When I watch TV now I notice how often people touch their faces or hang out in close proximity with large groups of strangers, without a care in the world.
It’s like watching footage from ’70s with newscasters smoking on the air or movies from just a few years ago where people are talking on their phones and driving.
Things are always changing, but this pandemic has brought sweeping changes at a rapid pace.
As strange as it’s been for us adults, I can’t imagine how it will affect our children.
I wondered aloud to my sister what my 4-year-old niece, Maggie, must be thinking of it all.
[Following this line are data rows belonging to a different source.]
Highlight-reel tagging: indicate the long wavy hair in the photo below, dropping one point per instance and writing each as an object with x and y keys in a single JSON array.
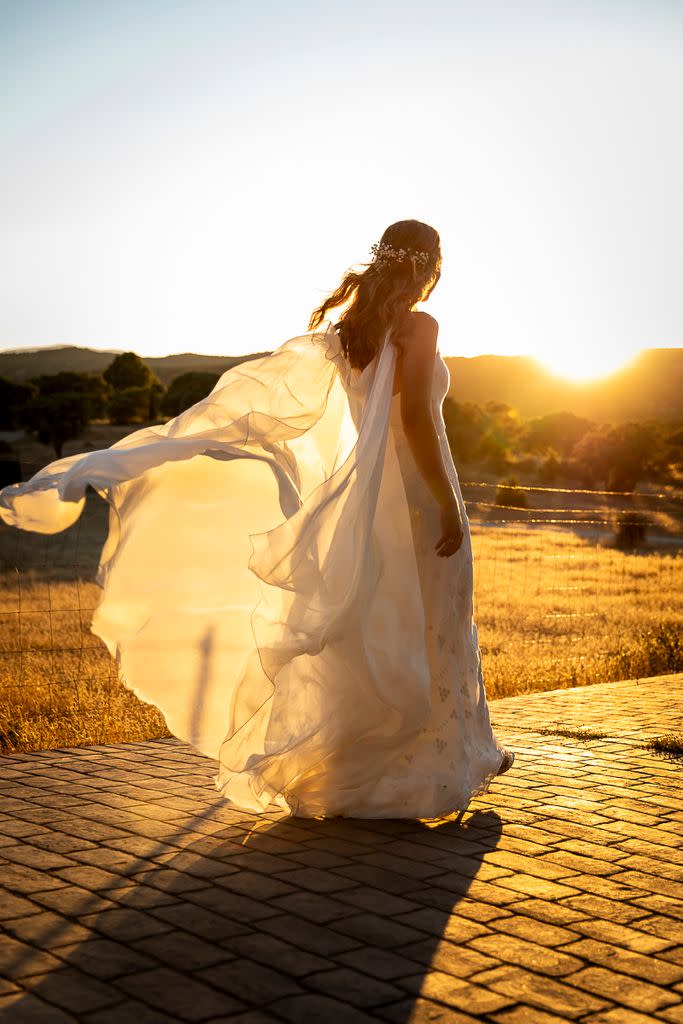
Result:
[{"x": 380, "y": 296}]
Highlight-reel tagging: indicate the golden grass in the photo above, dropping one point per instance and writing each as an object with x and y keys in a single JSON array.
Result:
[
  {"x": 552, "y": 608},
  {"x": 555, "y": 609}
]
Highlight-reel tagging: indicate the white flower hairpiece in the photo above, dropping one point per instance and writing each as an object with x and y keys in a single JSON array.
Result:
[{"x": 384, "y": 252}]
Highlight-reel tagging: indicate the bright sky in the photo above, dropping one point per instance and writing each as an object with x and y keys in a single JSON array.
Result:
[{"x": 198, "y": 175}]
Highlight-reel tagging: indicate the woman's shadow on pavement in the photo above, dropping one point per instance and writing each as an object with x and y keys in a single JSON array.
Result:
[{"x": 341, "y": 920}]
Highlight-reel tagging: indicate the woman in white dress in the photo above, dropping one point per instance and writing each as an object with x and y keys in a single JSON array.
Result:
[{"x": 288, "y": 571}]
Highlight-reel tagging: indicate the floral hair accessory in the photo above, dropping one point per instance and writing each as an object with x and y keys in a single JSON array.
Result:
[{"x": 384, "y": 253}]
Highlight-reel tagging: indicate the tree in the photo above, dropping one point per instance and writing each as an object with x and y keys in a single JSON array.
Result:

Living through this as a young girl (I had changed it to “young girl” because she had taken offense when I’d called her a “baby” earlier in the conversation) would be such a trip.
Maggie corrected me, “I’m not a young girl, I’m a quarantine girl,” she said.
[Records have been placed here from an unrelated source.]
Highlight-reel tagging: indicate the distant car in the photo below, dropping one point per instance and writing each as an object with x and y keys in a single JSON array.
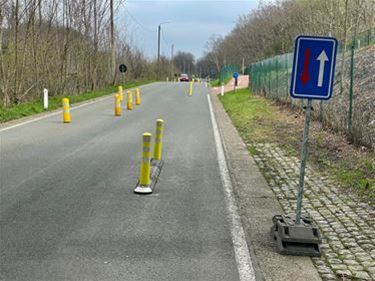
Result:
[{"x": 184, "y": 78}]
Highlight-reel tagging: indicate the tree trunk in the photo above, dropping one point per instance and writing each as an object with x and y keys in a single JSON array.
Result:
[{"x": 113, "y": 45}]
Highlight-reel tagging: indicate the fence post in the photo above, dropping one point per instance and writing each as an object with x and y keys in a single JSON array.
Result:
[
  {"x": 368, "y": 37},
  {"x": 350, "y": 114},
  {"x": 269, "y": 77},
  {"x": 277, "y": 77}
]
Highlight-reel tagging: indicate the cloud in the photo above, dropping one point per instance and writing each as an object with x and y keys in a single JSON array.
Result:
[{"x": 192, "y": 22}]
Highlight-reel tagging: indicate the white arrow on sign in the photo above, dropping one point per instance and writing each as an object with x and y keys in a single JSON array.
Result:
[{"x": 322, "y": 58}]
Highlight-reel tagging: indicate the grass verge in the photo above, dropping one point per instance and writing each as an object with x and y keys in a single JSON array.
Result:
[
  {"x": 260, "y": 121},
  {"x": 35, "y": 107}
]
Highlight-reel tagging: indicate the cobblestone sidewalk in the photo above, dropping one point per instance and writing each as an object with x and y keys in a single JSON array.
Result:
[{"x": 346, "y": 223}]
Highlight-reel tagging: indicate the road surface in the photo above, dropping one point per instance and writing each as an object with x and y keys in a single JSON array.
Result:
[{"x": 67, "y": 207}]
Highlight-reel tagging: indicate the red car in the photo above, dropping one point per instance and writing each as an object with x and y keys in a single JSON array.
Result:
[{"x": 184, "y": 78}]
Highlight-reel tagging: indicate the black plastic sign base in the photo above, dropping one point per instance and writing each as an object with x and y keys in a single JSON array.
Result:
[{"x": 295, "y": 239}]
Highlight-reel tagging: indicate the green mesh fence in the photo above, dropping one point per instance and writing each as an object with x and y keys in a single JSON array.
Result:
[
  {"x": 348, "y": 110},
  {"x": 227, "y": 72}
]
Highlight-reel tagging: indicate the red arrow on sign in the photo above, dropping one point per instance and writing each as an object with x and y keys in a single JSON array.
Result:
[{"x": 305, "y": 77}]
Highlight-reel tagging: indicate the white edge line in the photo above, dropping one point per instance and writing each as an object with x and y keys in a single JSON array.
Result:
[{"x": 243, "y": 260}]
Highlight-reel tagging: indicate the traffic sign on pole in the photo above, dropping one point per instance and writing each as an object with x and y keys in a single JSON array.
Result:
[
  {"x": 313, "y": 67},
  {"x": 123, "y": 68}
]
It’s already a part of her identity.
I was about her age when I got the chicken pox. My older sister had them, so, as was the custom at the time, my mom and aunt threw my cousin and I in the bathtub with her so we’d all go through it at the same time.
I remember hearing them talking of exposing us all and their reluctance mixed with resolve to do what was in our best interest.
I knew something big was happening. Then I started breaking out in itchy red spots and came down with a fever.
I was miserable. For what felt like forever.
I have no idea how long I was sick. In my child’s mind, I thought this was my new life.
I do remember after the bumps went away and the itching stopped, I was left with a divot in the skin on my temple.
I remember marveling at the pock mark, knowing I was changed forever from this experience. (I was a weird kid who thought too hard about things.)
Today’s generation of kids will have their own memories of this time. A definite line between the before and after.
We are planning a birthday party this weekend for my step-daughter’s 19th birthday.
Normally we would have gone to dinner and maybe a movie or a puzzle room. Now, we are preparing dinner at home, and we’ll all watch a movie in the living room. Or maybe play a game.
It will be a fun celebration. We always enjoy spending time together. But it will stand out as a birthday in quarantine.
As restrictions begin to ease starting today, we will all be charged with finding a new normal.
There will be some old habits we can’t wait to pick up — like greeting people with a hug or a handshake. And there will be others best left behind.
We will all emerge from this time with some scars, but, hopefully, we will have a new perspective as well.